By Camille A. Aguinaldo
THE imposition of 35% tariffs on imported rice will still leave Philippine rice uncompetitive relative to the produce of Southeast Asian neighbors, Senator Cynthia A. Villar said on Sunday.
In a radio interview, Ms. Villar, who chairs the Senate committee on agriculture and food, said the national government should provide assistance to rice farmers, particularly for mechanization and acquiring high-yielding seed.
“Even if we provide 35% rice tariffication, our rice is still not competitive. Now I’m asking an assurance from the national government that they provide funds to rice farmers to mechanize and to offer seed that can increase their production per hectare from four metric tons per hectare to six,” she said.
“Because that’s the only way we can compete with Vietnam. And to mechanize as well because the labor cost in Vietnam is cheaper. Ours is expensive because we’re not mechanized,” she added.
Ms. Villar said she plans to take up the rice tariffication bill at the Senate plenary this Congress session. She has identified the bill as among her committee’s legislative priorities.
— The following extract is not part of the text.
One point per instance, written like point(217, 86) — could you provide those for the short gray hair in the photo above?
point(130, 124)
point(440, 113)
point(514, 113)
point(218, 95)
She said the Senate’s version of the bill has the needed remedies for the sector once the tariff system is imposed, including the P10-billion rice competitive enhancement fund for farmers and the provision mandating the Bureau of Customs (BoC) to implement the national single window system to prevent rice smuggling.
“We will pass the rice tariffication (bill),” she said.
The Bangko Sentral ng Pilipinas (BSP) and the National Economic and Development Authority (NEDA) have cited the rice tariffication bill as one of the levers for easing inflation, which hit 5.2% in June. The proposed measure seeks to amend Republic Act 8178 or the Agricultural Tariffication Act of 1996 in order to lift the quantitative restrictions (QR) on rice imports and impose a 35% tariff on rice.
In his third State of the Nation Address (SONA) on July 23, President Rodrigo R. Duterte asked Congress to prioritize the measure, certifying it as urgent as well.
“We are also working on long-term solutions. On top of this agenda to lower the price of rice, we need to switch from the current quota system in importing rice to a tariff system where rice can be imported more freely. This will give us additional resources for our farmers, reduce the price of rice by up to P7 per kilo, and lower inflation significantly,” he said.
“I ask Congress to prioritize this crucial reform, which I have certified as urgent today,” he added.
The bill remains pending at committee level both in the Senate and the House of Representatives. It has been identified as among the priority bills of the Legislative-Executive Development Advisory Council (LEDAC).